Some debris is deliberately thrown overboard; in England, small vessels can rack up landfill charges of £500 ($702) a year, prompting them to dispose of broken gear.
“The crabs are trapped in the traps and starving to death,” said John Wnek, a supervisor at the Marine Academy of Technology and Environmental Science in New Jersey, whose students participate in a derelict fishing gear collection project in the Barnegat Bay, New Jersey. “They’re still fishing long after they’re not supposed to. It happens wherever there’s commercial fishing.”
A 2009 United Nations report estimated that there were 640,000 tons of fishing nets left on the ocean floor worldwide. A 2005 survey found that fishing boats in Greenland lose an average of 15 nets a day, stretching nearly 2,500 feet.
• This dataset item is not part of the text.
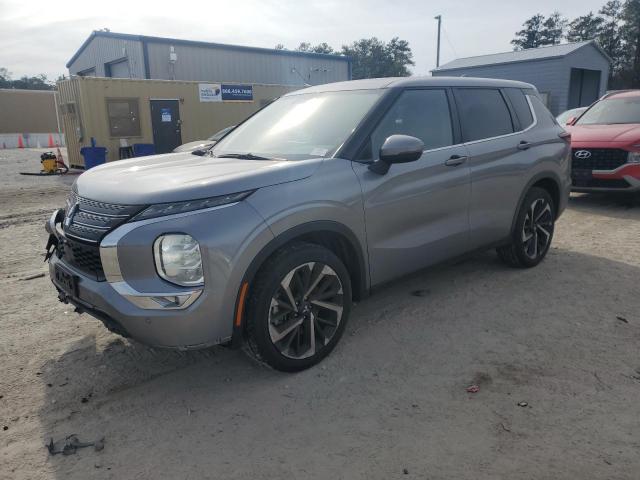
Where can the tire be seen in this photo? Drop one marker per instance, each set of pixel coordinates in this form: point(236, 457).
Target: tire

A 2001 study suggested that ghost fishing kills 4–10 million blue crabs each year in Louisiana alone.
A 2002 study found that 260,000 traps are lost each year in the Arabian Gulf, leading the United Arab Emirates to mandate degradable panels in traps, a step other jurisdictions have also adopted. The following year, a study in South Korea off Incheon revealed 97,000 tons of abandoned fishing gear and around 1,000 tons of lost gear are recovered from the Sea of Japan each year.
The United States National Marine Fisheries Service estimates that 12 miles of net are lost each day of the North Pacific fishing season, and in Queensland, Australia, about 6,000 crab pots are lost each year.
While the scope of the problem is vast, so is the range of projects to address it. One such effort, called “Fishing For Energy,” has collected more than 3 million pounds of derelict fishing gear nationwide. He has already recovered more than 400 crab traps in Barnegat Bay and is targeting 600 more. It is also active in Massachusetts, Oregon, Rhode Island, New Hampshire and Florida.
Traps that are still usable are returned to local fishermen; those that are unusable are either recycled or burned in one of the 40 waste-to-energy incinerators operated by energy company Covanta.
The work involves volunteers taking boats out into the bay and using sonar to detect crab pots on the bay floor. They mark the spot with buoys and slowly sail over it, trying to snag the debris with a grappling hook pulled from a heavy rope. It is funded in part by a $109,000 grant from the National Oceanic and Atmospheric Administration.
Cleanups are also underway in other countries. A September effort in Orkney, England, recovered 60 crab traps and 25 whelk traps, along with rope and netting that a local artist was using to create doormats.